SelfGrader: LLM Jailbreak Detection via Anchored Token-Level Logits
Pith reviewed 2026-05-13 21:40 UTC · model grok-4.3
The pith
SelfGrader detects jailbreaks by grading queries with logits over digits 0-9
A machine-rendered reading of the paper's core claim, the machinery that carries it, and where it could break.
Core claim
SelfGrader formulates jailbreak detection as a numerical grading problem by evaluating the safety of a user query within the compact set of numerical tokens (0-9) and interpreting their logit distribution as an internal safety signal. A dual-perspective scoring rule considers both maliciousness and benignness to yield a stable score reflecting harmfulness while reducing false positives.
What carries the argument
The dual-perspective scoring rule applied to the logit distribution over numerical tokens 0-9, which extracts a safety signal directly from the model's output probabilities without full generation.
If this is right
- SelfGrader reduces attack success rate by up to 22.66% on LLaMA-3-8B compared to baselines.

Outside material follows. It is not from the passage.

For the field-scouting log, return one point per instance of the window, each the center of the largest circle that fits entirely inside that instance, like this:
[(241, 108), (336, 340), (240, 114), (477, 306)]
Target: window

- It incurs up to 173 times lower memory overhead than competing guardrails.
- Latency is reduced by up to 26 times while maintaining detection performance.
- The method works across multiple LLMs and diverse jailbreak benchmarks.
- It provides interpretable scores aligned with human intuition of maliciousness.
Where Pith is reading between the lines
- If the numerical logits reliably encode safety, similar lightweight grading could be applied to other safety-related tasks like toxicity detection.
- The dual-perspective rule might generalize to other token sets beyond digits if the model has consistent probability patterns.
- Deployment on edge devices becomes more feasible due to low overhead, enabling real-time query screening.
- Future work could test whether fine-tuning the model to strengthen these logit signals improves detection further.
Load-bearing premise
The logit distribution over the fixed tokens 0 through 9 reliably signals query maliciousness in a way that aligns with human judgments of harm.
What would settle it
A collection of jailbreak and benign queries where the numerical logit scores fail to distinguish malicious from safe inputs at rates better than chance, or where the dual scoring rule produces unstable results across prompt variations.
Figures
read the original abstract
Large Language Models (LLMs) are powerful tools for answering user queries, yet they remain highly vulnerable to jailbreak attacks. Existing guardrail methods typically rely on internal features or textual responses to detect malicious queries, which either introduce substantial latency or suffer from randomness in text generation. To overcome these limitations, we propose SelfGrader, a lightweight guardrail method that formulates jailbreak detection as a numerical grading problem using anchored token-level logits. Specifically, SelfGrader evaluates the safety of a user query within a compact set of numerical tokens (NTs) (e.g., 0-9) and interprets their logit distribution as an internal safety signal. To align these signals with the target safety rubric, SelfGrader constructs Probably Approximately Correct-guided ICL anchor examples and introduces a dual-perspective scoring rule that considers both the maliciousness and benignness of the query, yielding a stable and interpretable score that reflects harmfulness and reduces the false positive rate simultaneously. Extensive experiments across diverse jailbreak benchmarks, adaptive attacks, benign prompt benchmarks, multiple LLMs, and state-of-the-art guardrail baselines demonstrate that SelfGrader achieves strong robustness with low false positive rates, memory overhead, and latency.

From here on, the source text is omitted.